UVa AIML Seminar
The AI and Machine Learning Seminar @ UVa

Constraining Deep Generative Models with Neurosymbolic Approach


Zhe Zeng
UVA CS

Time: 2025-10-29, 12:00 - 13:00 ET
Location: Rice 540 and Zoom

Abstract Deep Generative Models (DGMs) emerged as powerful tools for generating complex, high-dimensional data and capturing the distributions that characterize them. Despite their impressive capabilities, they struggle when the data is subject to constraints that encode background knowledge; they are not able to learn even the simple background knowledge and thus can fail to generate sample compliant with constraints. Existing solutions to these problems have primarily relied on heuristic methods, often disregarding the underlying data distribution. As a result, incorporating constraints into DGMs remains a critical challenge. In this talk, I will first demonstrate the current limitations using the fixed-sum constraint as examples. I will then present recent advances in integrating constraints into DGMs to capture relevant problem structure and generate compliant and realistic samples. Finally, I will discuss some potential future research directions.

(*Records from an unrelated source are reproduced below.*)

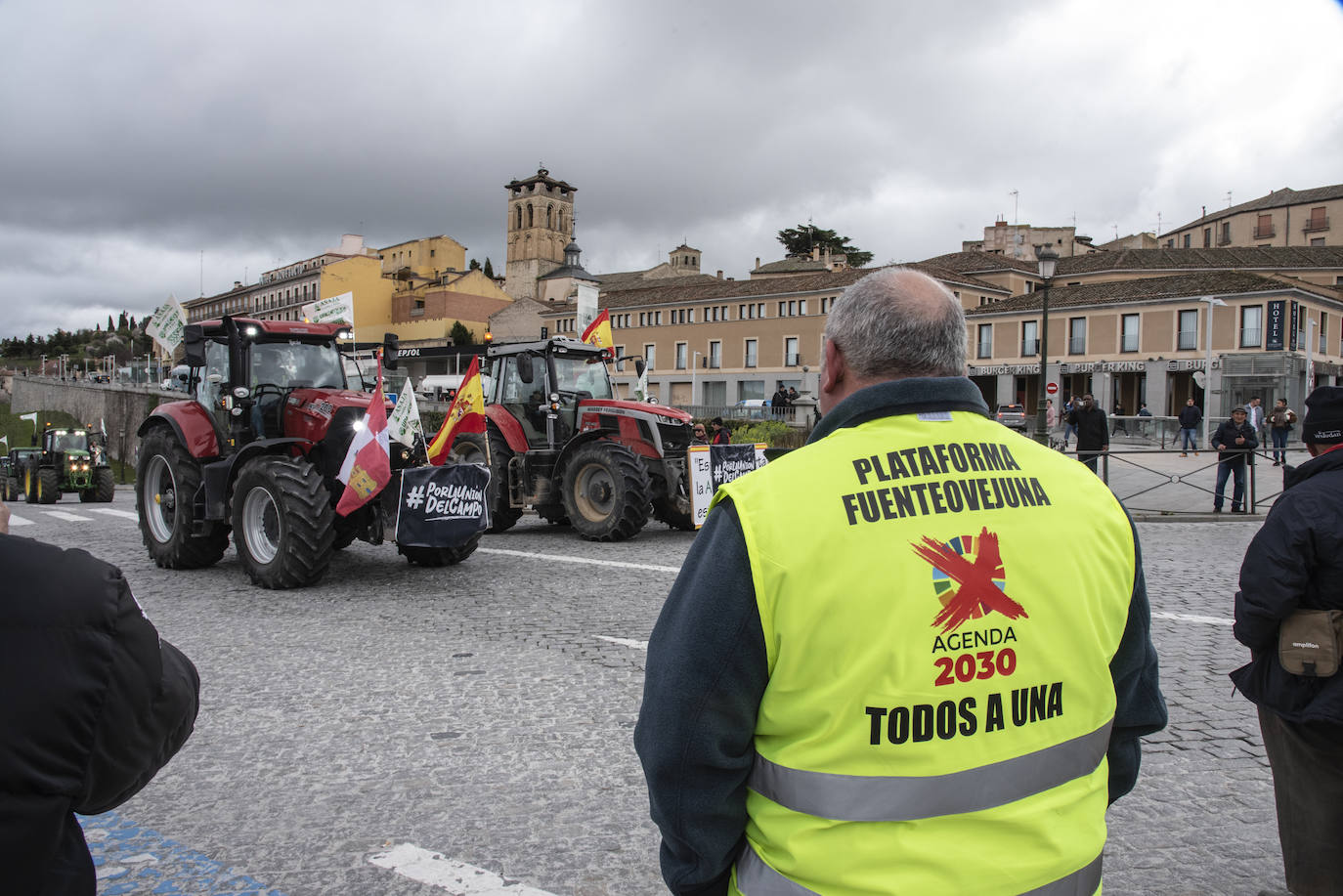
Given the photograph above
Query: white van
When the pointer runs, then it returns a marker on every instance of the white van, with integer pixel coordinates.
(438, 387)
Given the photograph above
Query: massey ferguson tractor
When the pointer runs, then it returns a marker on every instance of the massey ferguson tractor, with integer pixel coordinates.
(559, 441)
(255, 451)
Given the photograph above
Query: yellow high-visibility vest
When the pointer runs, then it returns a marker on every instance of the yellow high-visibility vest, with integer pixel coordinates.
(940, 601)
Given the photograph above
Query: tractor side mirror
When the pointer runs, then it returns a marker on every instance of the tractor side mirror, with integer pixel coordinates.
(194, 341)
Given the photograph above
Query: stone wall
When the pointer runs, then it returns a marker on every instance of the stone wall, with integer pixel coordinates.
(122, 407)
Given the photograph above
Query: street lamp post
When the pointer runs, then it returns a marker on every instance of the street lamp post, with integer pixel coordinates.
(1048, 260)
(1207, 369)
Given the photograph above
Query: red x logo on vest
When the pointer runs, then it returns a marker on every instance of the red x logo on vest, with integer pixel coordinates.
(980, 579)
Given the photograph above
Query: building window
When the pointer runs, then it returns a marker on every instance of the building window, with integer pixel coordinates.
(1128, 333)
(1029, 337)
(1252, 325)
(1188, 337)
(1076, 335)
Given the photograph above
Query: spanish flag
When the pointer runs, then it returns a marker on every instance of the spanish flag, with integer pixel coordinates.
(466, 414)
(599, 333)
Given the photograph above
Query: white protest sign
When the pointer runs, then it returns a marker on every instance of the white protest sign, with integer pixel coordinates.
(330, 311)
(712, 465)
(167, 324)
(403, 423)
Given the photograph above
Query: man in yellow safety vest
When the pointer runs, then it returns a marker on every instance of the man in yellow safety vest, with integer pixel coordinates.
(912, 656)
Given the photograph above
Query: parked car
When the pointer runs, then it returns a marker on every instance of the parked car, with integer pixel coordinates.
(1013, 416)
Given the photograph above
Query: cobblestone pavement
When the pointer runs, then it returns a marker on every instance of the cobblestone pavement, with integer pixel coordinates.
(485, 712)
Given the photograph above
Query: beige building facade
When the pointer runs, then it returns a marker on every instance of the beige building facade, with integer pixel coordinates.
(1282, 218)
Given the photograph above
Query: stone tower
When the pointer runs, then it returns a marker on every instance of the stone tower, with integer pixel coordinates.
(541, 225)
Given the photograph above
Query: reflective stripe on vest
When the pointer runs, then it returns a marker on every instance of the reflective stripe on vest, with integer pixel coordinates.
(758, 878)
(890, 798)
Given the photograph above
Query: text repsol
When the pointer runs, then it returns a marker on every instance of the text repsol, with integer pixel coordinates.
(951, 717)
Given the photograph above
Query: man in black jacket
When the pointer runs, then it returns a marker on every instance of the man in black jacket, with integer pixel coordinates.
(1234, 440)
(1092, 433)
(1296, 563)
(92, 705)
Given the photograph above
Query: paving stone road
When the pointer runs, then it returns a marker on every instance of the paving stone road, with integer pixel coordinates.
(485, 712)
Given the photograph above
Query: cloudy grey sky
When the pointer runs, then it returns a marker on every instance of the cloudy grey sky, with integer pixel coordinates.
(137, 135)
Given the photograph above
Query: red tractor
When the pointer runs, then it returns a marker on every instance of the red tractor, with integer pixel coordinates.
(556, 440)
(255, 451)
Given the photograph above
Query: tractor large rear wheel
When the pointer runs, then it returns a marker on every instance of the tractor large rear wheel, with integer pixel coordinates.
(469, 448)
(167, 480)
(606, 491)
(283, 523)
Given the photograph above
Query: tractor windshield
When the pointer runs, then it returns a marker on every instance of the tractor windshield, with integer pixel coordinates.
(578, 375)
(297, 364)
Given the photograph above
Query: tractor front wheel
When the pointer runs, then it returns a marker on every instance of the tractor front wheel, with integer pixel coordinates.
(606, 491)
(167, 480)
(283, 523)
(469, 448)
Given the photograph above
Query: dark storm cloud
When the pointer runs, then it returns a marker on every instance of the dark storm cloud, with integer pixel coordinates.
(157, 148)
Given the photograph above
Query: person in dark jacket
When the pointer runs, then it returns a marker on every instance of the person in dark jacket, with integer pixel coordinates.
(1295, 562)
(1092, 433)
(92, 705)
(721, 434)
(1234, 440)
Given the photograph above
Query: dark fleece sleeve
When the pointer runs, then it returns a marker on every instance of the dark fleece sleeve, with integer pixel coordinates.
(147, 713)
(1139, 705)
(707, 672)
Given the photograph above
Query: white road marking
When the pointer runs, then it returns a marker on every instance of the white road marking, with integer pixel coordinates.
(446, 874)
(626, 642)
(560, 558)
(1191, 617)
(124, 515)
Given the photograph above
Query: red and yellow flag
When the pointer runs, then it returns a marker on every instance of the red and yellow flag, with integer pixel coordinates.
(599, 333)
(466, 414)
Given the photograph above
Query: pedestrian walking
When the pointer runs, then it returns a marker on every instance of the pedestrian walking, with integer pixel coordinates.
(1281, 419)
(1293, 565)
(92, 705)
(1234, 440)
(797, 731)
(1092, 433)
(1191, 418)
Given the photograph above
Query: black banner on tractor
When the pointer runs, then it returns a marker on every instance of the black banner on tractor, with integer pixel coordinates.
(442, 506)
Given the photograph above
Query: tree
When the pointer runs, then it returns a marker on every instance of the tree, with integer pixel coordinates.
(801, 239)
(459, 335)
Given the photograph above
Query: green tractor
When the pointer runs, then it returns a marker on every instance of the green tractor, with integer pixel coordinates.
(68, 461)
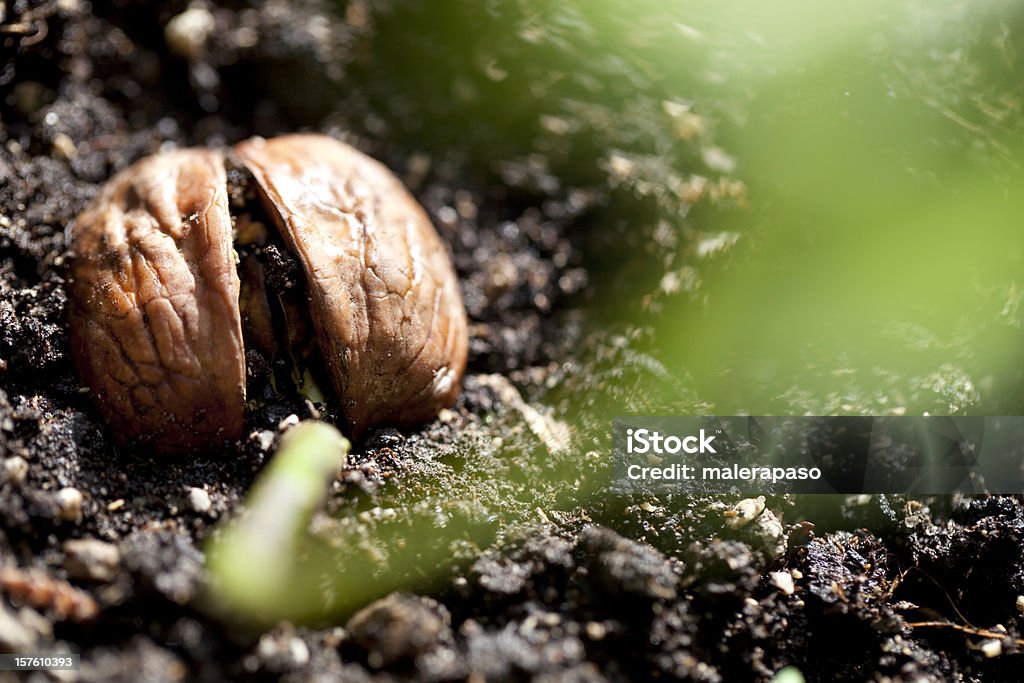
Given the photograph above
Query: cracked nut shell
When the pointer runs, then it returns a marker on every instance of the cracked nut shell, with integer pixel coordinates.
(155, 317)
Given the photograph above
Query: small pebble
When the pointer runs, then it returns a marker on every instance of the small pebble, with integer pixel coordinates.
(91, 559)
(991, 648)
(70, 503)
(199, 501)
(186, 33)
(15, 469)
(64, 147)
(744, 512)
(783, 582)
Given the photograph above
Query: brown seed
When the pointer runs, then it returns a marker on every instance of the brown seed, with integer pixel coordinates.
(383, 296)
(156, 326)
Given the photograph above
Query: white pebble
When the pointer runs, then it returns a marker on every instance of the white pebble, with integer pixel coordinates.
(186, 34)
(15, 469)
(744, 512)
(70, 503)
(991, 648)
(783, 582)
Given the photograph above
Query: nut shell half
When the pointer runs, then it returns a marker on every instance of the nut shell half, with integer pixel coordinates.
(384, 298)
(155, 326)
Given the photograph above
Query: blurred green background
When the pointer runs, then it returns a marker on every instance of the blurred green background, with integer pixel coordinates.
(791, 208)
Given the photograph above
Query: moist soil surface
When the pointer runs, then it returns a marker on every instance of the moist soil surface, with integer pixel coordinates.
(551, 578)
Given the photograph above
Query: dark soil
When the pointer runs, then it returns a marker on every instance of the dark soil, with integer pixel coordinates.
(545, 578)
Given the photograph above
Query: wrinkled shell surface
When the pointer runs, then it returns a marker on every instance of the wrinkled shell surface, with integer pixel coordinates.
(155, 323)
(155, 319)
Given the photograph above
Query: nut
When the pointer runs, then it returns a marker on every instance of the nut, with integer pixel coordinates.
(159, 334)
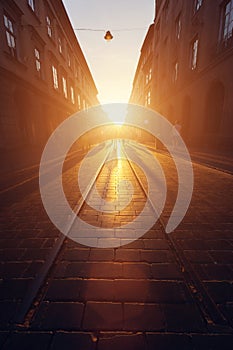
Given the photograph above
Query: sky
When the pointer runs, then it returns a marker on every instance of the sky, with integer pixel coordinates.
(112, 64)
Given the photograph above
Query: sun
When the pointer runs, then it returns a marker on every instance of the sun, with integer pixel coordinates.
(116, 112)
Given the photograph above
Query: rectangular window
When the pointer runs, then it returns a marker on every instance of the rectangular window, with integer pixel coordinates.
(175, 71)
(72, 94)
(60, 44)
(165, 10)
(49, 26)
(64, 84)
(55, 77)
(79, 102)
(178, 27)
(10, 36)
(69, 59)
(37, 60)
(197, 5)
(31, 3)
(194, 52)
(150, 74)
(148, 98)
(227, 31)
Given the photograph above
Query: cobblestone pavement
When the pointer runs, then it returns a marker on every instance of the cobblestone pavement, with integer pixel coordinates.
(160, 292)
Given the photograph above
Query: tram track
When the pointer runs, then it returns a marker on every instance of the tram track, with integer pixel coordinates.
(197, 290)
(36, 290)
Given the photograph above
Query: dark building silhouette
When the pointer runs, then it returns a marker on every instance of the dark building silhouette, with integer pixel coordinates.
(44, 74)
(192, 70)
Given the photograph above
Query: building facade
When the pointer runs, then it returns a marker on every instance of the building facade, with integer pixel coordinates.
(44, 74)
(192, 70)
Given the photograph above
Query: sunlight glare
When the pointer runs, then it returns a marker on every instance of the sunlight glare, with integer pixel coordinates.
(116, 113)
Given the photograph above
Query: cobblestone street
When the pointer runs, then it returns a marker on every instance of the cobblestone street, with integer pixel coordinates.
(161, 291)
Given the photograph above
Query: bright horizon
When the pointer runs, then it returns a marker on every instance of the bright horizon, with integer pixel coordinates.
(112, 64)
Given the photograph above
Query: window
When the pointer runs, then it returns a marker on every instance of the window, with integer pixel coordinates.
(150, 74)
(49, 26)
(148, 98)
(10, 36)
(197, 5)
(166, 12)
(31, 3)
(178, 27)
(72, 94)
(60, 44)
(194, 51)
(175, 71)
(227, 32)
(69, 59)
(64, 85)
(79, 102)
(55, 77)
(37, 61)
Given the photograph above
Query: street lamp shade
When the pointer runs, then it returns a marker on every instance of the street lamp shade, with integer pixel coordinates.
(108, 36)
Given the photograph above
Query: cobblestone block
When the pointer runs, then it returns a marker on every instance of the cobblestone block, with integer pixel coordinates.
(103, 316)
(73, 341)
(101, 254)
(213, 342)
(183, 318)
(166, 271)
(153, 256)
(28, 341)
(146, 317)
(59, 315)
(64, 290)
(127, 255)
(126, 341)
(169, 341)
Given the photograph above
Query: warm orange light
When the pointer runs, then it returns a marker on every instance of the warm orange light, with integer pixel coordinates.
(108, 36)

Bio: Zhe Zeng is an Assistant Professor in the Department of Computer Science at University of Virginia. Her research centers on neurosymbolic AI and probabilistic machine learning to build models that are inherently compliant with domain-specific constraints and capable of leveraging the background knowledge these constraints provide, aiming to achieve reliable, interpretable and trustworthy AI and aid scientific discoveries. Previously, Zhe was a faculty fellow in the Computer Science Department at New York University. She obtained her Ph.D. in Computer Science at the University of California, Los Angeles. She received the Amazon Doctoral Student Fellowship in 2022 and the NEC Student Research Fellowship in 2021, and was selected for UVA Engineering Rising Scholars in 2025, and the Rising Stars in EECS in 2023.